Here are the hard facts.
When this government first came to power it promised to increase Canadian Forces regulars by 15,000, which wasn’t enough but which would have helped ease the burnout cycle of too many assignments for too few troops that has prevailed for too many years. It later cut that commitment in half. Its current promise is to raise the size of the Canadian Forces from 64,400 to 70,000 by 2027-28. That adds up to a whopping 280 people a year.
What that amounts to is a commitment to continued burnout, continued lack of adequate training, continued lack of skilled staff to replace maintenance employees. It amounts to contempt for the people the Government puts in danger’s way.

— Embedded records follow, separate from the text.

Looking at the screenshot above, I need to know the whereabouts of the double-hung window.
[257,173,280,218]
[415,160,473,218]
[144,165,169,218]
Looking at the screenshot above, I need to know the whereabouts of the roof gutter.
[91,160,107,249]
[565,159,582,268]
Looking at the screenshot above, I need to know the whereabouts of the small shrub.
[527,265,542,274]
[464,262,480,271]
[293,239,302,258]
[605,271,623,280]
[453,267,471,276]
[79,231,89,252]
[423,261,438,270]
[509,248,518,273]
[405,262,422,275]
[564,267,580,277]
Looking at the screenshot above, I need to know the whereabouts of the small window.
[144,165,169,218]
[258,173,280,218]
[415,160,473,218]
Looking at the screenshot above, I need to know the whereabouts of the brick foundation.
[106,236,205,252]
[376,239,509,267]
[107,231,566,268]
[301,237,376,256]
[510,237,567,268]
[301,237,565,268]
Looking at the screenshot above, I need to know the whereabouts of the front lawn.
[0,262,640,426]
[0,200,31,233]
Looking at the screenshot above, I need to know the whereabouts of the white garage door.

According to the Library of Parliament, this scenario is playing out as we speak. The Government is ahead of schedule with regular troops. The number of Canadian Forces regulars grew from 61,460 in March 2005 to 68,136 personnel in May 2010 – an increase in strength of 6,676 personnel over five years. But the number of reserves grew by only 580 people over the same over the same period.
In fiscal year 2009-2010, the Canadian Forces recruited 7,522 personnel but lost 5,293, meaning a lot of highly skilled personnel were replaced by a slightly larger group of raw recruits. And that’s about it – recruiting has pretty well been shut down as austerity begins to kick in.
As for police, OECD statistics show that Canada ranks 19th out of 21 countries that participated in the survey in terms of police per capita. The RCMP is badly understaffed and underfunded. The best estimate of the Senate Committee on National Security and Defence a few years ago was that the RCMP needed somewhere between 5,000 and 7,000 new Mounties to do all the jobs it should be doing, including policing Canada’s crime-ridden ports and our border with the United States. The Prime Minister promised it would fund 1,000 new Mounties a few years ago, but the RCMP only got 600 – the rest went into bureaucratic jobs inside the federal government.
For Stephen Harper to pretend that much of the Government money he has been buying votes with over the past five years is going into Canada’s military or improved policing is laughable. Pardon me if I cry.